ISSN 1992-6502 (Print)
Vol. 17, no. 6 (59), pp. 108-108, 2013.
Vestnik UÇA7U
ISSN 2225-2789 (Online) http://journal.ugatu.ac.ru
UDC 004.7
A NEW BRANCH-AND-CUT ALGORITHM FOR THE ORTHOGONAL STRIP PACKING PROBLEM
1 2 3
Marat Mesyagutov , Guntram Scheithauer , Gleb Belov
1 [email protected], 2 [email protected], 2 [email protected]
Technical University of Dresden, Germany Submitted 2013, July 9
Abstract. We consider the 2D strip packing problem (SPP-2). Given a set of rectangular items, SPP-2 is to find a packing of all items occupying the minimal height of the given semi-infinite strip. SPP-2 is considered without items rotation.

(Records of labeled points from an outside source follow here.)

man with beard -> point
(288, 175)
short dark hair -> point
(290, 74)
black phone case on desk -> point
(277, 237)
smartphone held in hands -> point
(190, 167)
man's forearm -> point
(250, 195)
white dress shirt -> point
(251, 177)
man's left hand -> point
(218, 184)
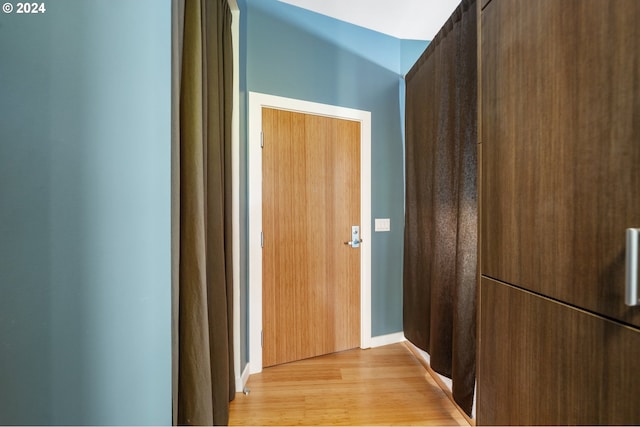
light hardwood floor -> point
(381, 386)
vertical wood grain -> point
(311, 197)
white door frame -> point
(256, 102)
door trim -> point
(256, 102)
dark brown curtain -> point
(440, 245)
(202, 299)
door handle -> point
(631, 273)
(355, 237)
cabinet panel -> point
(561, 147)
(543, 363)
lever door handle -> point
(631, 273)
(354, 242)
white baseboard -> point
(241, 381)
(381, 340)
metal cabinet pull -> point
(631, 274)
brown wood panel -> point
(379, 386)
(545, 363)
(311, 198)
(561, 136)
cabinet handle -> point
(631, 289)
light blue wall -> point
(291, 52)
(85, 334)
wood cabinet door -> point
(552, 364)
(561, 148)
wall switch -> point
(383, 224)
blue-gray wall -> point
(291, 52)
(85, 334)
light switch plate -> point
(383, 224)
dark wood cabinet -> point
(553, 364)
(560, 123)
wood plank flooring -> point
(381, 386)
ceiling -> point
(403, 19)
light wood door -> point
(561, 147)
(311, 198)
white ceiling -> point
(403, 19)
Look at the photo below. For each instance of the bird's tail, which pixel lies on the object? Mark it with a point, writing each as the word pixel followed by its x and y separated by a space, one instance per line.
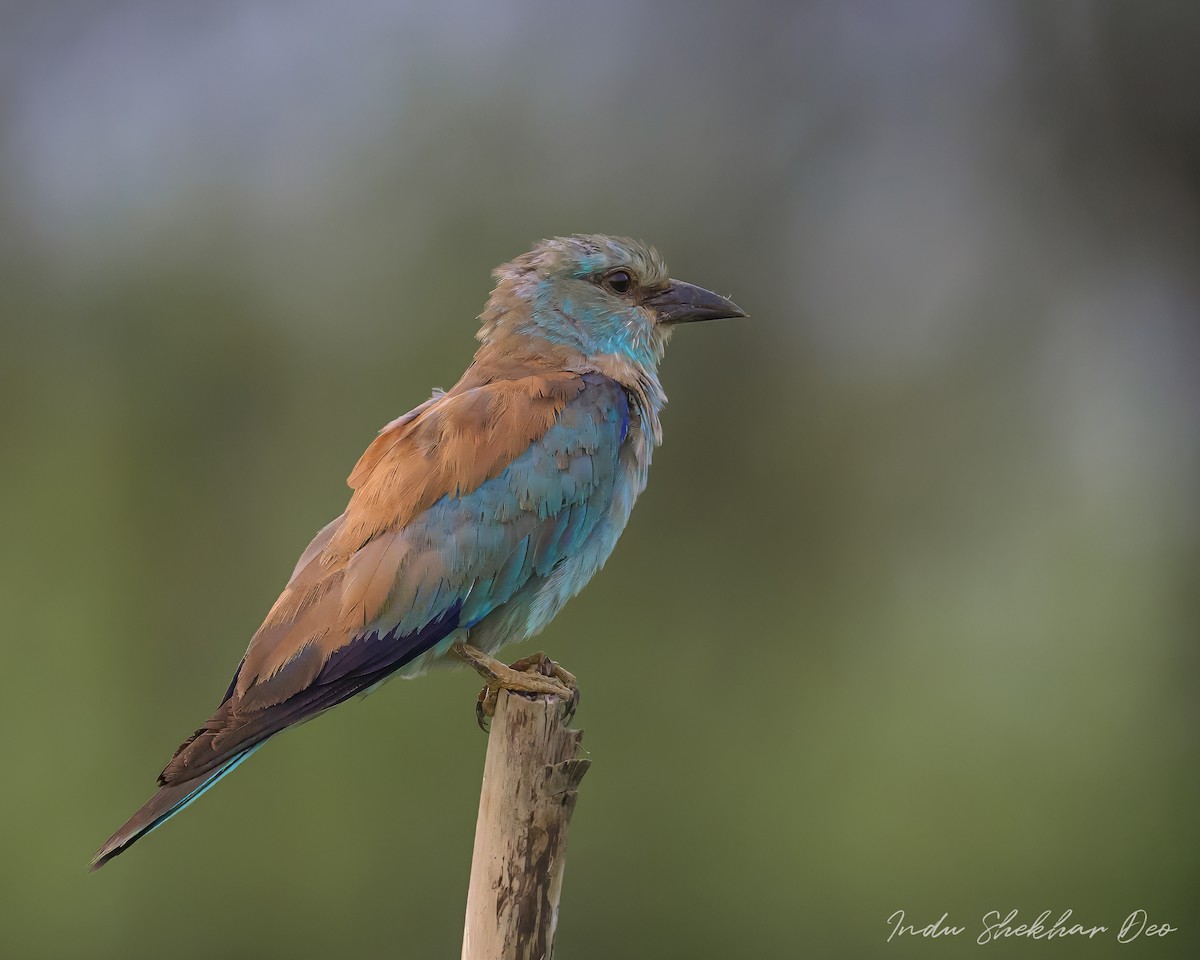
pixel 162 807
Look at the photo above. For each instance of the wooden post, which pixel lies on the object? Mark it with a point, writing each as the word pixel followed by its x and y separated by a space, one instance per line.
pixel 531 783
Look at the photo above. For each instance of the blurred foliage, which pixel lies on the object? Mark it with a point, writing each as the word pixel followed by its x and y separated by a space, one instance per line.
pixel 907 616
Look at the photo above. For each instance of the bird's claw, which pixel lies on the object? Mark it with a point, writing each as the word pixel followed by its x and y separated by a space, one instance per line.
pixel 537 675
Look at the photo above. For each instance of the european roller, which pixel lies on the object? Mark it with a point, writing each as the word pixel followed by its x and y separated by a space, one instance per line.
pixel 475 516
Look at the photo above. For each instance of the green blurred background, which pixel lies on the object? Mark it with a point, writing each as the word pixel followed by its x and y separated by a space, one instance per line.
pixel 907 615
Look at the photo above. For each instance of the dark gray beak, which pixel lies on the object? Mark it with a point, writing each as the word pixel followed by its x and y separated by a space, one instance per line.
pixel 687 303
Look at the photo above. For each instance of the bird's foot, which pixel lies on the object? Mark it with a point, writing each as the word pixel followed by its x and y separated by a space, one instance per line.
pixel 537 675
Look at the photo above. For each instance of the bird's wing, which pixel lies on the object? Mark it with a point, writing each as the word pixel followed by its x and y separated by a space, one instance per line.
pixel 454 510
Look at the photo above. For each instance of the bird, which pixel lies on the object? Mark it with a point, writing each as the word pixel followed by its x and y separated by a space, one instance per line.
pixel 473 517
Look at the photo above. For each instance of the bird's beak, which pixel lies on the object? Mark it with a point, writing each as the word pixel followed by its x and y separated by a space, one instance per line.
pixel 687 303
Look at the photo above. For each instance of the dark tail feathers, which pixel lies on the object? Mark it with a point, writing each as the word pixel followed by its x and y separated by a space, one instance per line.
pixel 165 804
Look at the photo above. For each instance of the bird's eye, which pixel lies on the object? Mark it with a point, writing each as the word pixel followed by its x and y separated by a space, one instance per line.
pixel 618 281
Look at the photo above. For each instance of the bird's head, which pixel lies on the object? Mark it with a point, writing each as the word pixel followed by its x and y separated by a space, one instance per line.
pixel 603 297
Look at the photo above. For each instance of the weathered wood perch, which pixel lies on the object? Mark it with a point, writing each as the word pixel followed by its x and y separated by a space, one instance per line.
pixel 531 783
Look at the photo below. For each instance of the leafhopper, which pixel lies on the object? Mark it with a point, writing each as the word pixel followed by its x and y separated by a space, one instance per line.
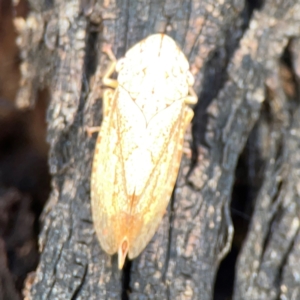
pixel 139 146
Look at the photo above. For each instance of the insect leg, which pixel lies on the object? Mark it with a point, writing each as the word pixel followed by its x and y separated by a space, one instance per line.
pixel 113 83
pixel 192 98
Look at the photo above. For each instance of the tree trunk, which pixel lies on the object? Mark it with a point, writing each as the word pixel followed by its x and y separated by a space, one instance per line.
pixel 239 52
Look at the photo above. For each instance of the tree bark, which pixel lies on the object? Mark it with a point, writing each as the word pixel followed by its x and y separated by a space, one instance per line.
pixel 235 51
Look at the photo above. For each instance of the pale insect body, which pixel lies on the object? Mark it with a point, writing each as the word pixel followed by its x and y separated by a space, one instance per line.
pixel 139 146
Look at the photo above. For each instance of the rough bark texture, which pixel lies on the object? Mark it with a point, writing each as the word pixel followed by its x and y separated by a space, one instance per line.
pixel 235 50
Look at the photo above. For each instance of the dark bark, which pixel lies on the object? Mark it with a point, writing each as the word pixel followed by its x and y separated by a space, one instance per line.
pixel 235 53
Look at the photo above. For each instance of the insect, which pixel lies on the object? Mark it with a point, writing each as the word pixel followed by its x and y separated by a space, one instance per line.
pixel 139 146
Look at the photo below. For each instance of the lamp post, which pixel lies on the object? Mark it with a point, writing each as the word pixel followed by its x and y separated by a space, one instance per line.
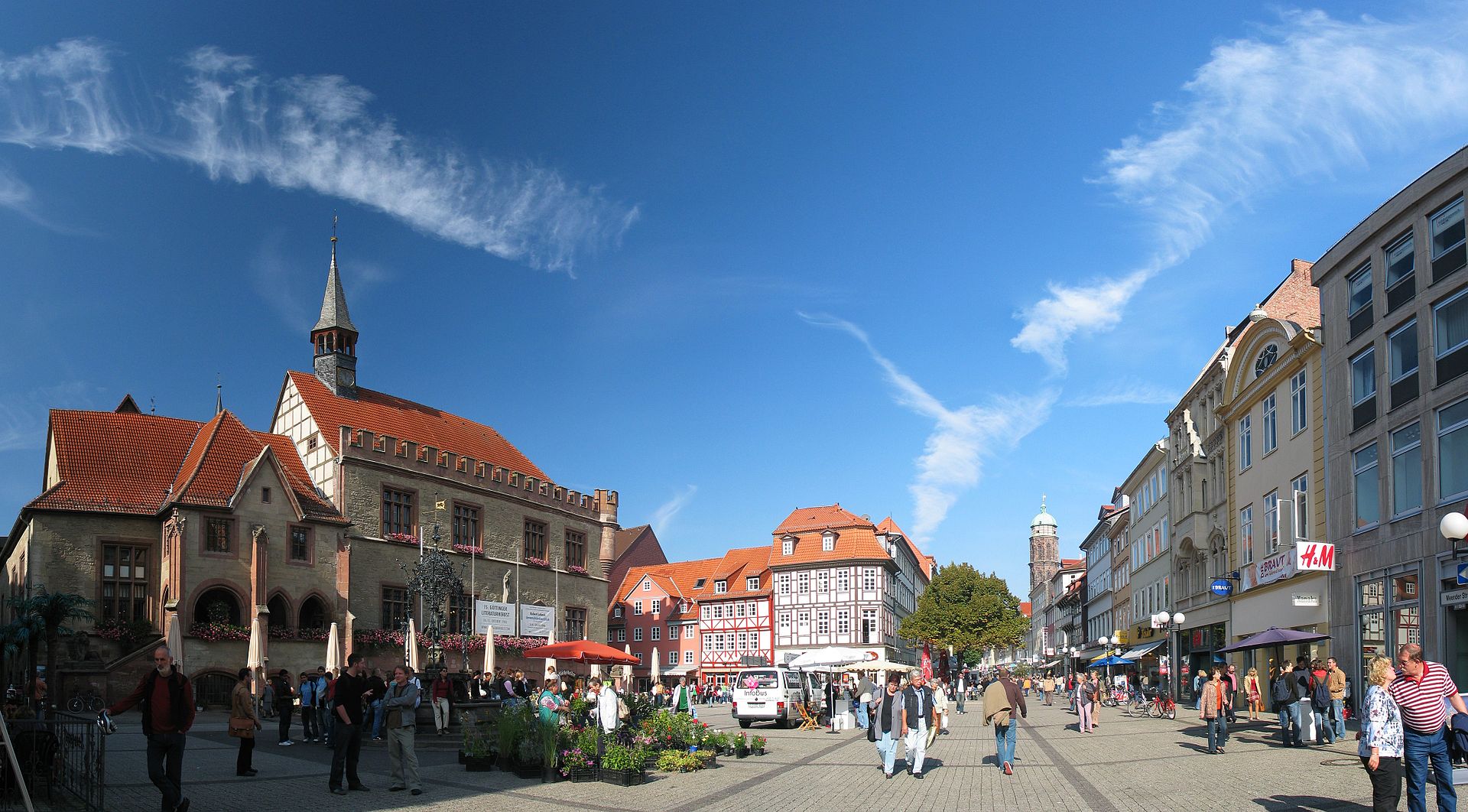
pixel 1171 623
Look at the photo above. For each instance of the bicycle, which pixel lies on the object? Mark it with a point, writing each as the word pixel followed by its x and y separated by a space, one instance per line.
pixel 1161 705
pixel 86 701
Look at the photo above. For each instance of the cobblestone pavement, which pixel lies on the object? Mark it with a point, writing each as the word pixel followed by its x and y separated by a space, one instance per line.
pixel 1128 764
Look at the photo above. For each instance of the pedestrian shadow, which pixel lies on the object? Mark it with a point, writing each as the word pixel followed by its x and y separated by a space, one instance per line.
pixel 1310 802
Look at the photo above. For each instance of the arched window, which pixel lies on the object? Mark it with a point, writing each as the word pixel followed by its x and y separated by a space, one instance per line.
pixel 279 612
pixel 218 606
pixel 313 614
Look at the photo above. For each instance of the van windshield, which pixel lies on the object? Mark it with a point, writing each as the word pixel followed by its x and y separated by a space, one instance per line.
pixel 765 679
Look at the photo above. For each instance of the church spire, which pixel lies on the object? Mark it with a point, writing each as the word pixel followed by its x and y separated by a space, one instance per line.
pixel 333 335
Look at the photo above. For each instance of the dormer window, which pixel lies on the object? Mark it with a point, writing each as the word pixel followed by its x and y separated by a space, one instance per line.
pixel 828 541
pixel 1266 360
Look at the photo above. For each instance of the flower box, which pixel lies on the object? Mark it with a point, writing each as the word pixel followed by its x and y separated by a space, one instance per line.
pixel 532 771
pixel 585 775
pixel 623 777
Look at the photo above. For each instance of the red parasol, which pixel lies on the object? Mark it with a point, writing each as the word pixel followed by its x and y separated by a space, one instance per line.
pixel 587 652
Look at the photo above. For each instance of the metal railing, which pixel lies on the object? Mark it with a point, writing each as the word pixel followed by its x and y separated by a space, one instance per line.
pixel 60 752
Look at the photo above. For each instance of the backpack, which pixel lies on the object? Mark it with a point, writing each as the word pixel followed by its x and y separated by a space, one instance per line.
pixel 1319 695
pixel 1281 692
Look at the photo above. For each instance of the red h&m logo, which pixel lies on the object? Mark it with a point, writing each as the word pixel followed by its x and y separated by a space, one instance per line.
pixel 1314 555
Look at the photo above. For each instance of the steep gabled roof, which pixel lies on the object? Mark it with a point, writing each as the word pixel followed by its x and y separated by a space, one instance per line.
pixel 141 463
pixel 407 421
pixel 924 561
pixel 820 517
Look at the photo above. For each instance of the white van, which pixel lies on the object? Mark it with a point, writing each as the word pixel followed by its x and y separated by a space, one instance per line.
pixel 770 695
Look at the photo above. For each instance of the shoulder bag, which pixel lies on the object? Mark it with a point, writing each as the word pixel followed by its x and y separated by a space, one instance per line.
pixel 241 727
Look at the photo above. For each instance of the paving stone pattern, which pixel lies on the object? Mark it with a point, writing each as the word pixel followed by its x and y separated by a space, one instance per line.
pixel 1126 765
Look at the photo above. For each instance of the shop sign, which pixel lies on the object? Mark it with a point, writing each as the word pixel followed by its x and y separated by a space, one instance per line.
pixel 1314 555
pixel 1453 596
pixel 494 614
pixel 1268 570
pixel 536 622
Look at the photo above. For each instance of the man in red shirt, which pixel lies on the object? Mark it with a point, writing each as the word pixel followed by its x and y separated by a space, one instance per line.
pixel 166 700
pixel 1420 692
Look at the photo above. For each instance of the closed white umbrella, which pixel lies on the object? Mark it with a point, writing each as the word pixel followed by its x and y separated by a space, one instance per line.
pixel 410 645
pixel 175 641
pixel 256 658
pixel 489 651
pixel 333 651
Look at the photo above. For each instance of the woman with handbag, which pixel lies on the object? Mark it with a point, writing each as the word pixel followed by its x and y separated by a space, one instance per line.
pixel 242 724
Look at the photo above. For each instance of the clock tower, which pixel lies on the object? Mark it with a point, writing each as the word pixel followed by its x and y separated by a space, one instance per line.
pixel 335 336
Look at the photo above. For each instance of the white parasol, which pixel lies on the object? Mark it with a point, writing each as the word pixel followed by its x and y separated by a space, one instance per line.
pixel 410 644
pixel 333 651
pixel 175 642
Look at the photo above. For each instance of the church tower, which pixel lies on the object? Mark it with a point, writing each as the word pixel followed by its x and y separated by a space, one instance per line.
pixel 335 336
pixel 1044 548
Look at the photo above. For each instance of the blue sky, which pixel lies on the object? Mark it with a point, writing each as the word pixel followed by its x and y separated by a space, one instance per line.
pixel 925 260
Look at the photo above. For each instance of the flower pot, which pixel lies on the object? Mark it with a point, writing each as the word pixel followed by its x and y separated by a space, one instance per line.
pixel 623 777
pixel 531 771
pixel 477 764
pixel 585 775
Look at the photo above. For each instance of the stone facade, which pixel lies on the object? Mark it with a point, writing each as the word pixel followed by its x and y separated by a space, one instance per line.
pixel 1394 388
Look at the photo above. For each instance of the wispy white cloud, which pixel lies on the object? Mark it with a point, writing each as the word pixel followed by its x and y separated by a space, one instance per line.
pixel 662 517
pixel 24 414
pixel 1301 97
pixel 962 438
pixel 306 132
pixel 1126 391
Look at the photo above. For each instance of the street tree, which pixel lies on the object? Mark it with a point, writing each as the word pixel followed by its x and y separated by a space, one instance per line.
pixel 966 609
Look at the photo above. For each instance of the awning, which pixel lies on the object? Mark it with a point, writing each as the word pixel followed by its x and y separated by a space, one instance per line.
pixel 1142 651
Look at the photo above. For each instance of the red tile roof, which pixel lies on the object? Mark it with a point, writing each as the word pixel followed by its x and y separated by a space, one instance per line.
pixel 405 421
pixel 676 579
pixel 143 463
pixel 737 566
pixel 820 518
pixel 924 561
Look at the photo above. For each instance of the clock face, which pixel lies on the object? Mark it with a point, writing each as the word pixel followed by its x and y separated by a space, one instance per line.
pixel 1266 360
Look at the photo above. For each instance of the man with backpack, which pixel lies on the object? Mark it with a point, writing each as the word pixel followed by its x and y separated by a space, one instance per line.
pixel 1320 703
pixel 1282 692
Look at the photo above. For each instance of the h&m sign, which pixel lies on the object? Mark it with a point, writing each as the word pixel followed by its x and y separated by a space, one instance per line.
pixel 1314 555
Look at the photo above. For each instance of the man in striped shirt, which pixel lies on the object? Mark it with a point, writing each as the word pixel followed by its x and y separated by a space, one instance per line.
pixel 1421 690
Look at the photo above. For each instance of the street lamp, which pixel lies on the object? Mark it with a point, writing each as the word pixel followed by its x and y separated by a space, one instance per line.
pixel 1171 623
pixel 1455 529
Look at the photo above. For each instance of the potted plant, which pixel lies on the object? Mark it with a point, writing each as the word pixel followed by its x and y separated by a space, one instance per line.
pixel 623 765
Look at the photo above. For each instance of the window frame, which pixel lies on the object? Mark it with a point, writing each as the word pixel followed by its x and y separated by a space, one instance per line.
pixel 1356 488
pixel 411 510
pixel 309 560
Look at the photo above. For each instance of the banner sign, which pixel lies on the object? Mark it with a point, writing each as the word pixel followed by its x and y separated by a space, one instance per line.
pixel 1314 555
pixel 1268 570
pixel 496 614
pixel 536 622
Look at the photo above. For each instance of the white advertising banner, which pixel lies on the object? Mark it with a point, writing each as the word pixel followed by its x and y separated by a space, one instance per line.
pixel 494 614
pixel 536 622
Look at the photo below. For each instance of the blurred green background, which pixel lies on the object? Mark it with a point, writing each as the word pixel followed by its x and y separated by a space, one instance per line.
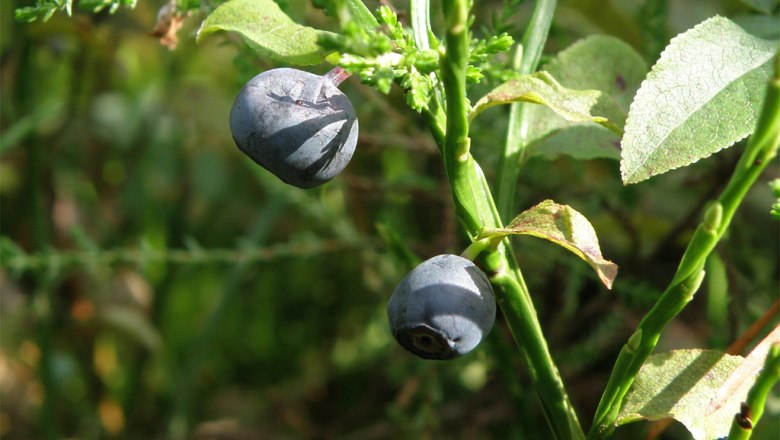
pixel 155 283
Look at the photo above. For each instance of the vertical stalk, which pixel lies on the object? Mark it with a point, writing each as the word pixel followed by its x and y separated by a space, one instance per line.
pixel 476 210
pixel 761 149
pixel 43 296
pixel 525 62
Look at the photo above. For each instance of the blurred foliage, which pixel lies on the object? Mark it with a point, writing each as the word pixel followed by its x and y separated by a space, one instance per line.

Keywords: linear programming; branch-and-cut; facet-defining inequalities.
We develop an integer linear programming model. The model is based on the representation of two 1D contiguous solutions [1] (CBP-1) in a time-indexed formulation. In comparison to [1], the non-overlapping condition for the feasibility of 2D solutions is realized through the linear inequalities which are applied for every pair of possible coordinates in each 1D solution.
We determine different valid inequalities. For some of them we show that they are strong, i. e. facet-defining [2] for the convex hull of the integer solutions of the formulation. The number of such inequalities (also called cuts) is exponential.
Based on the proposed formulation we develop a new branch-and-cut algorithm which is branch-and-bound in which cutting planes are generated throughout the branch-and-bound tree [3]. The idea of the method is to do much work as is necessary to get a tight dual bound at the node of the branching tree.
The main procedures of the branch-and-cut algorithms are branching, pruning, and cut generation. The first two are usual ones. The last one has the following meaning. At the beginning of the algorithm we start with the relaxation of the basic formulation. At the next step, in order to deal with the exponential number of the cuts, we solve so-called separation problem which returns all the cuts or the one which is most affected. Then we add this cut into the formulation and resolve the relaxation. We reiterate until no cut is affected. This procedure is called cut generation. After all cuts are added we perform to pruning and branching.
Theoretical investigations as well as numerical results are discussed at the talk. The latter demonstrate the strength of the found inequalities.
REFERENCES
1. M. Mesyagutov, G. Scheithauer, and G. Belov. "LP bounds in various constraint programming approaches for orthogonal packing," Computers and Operations Research, vol. 39, no. 10, pp. 2425-2438, 2012.
2. L. A. Wolsey and G. L. Nemhauser, Integer and Combinatorial Optimization. John Wiley and Sons, 1988.
3. L. A. Wolsey, Integer Programming. Wiley, 1998.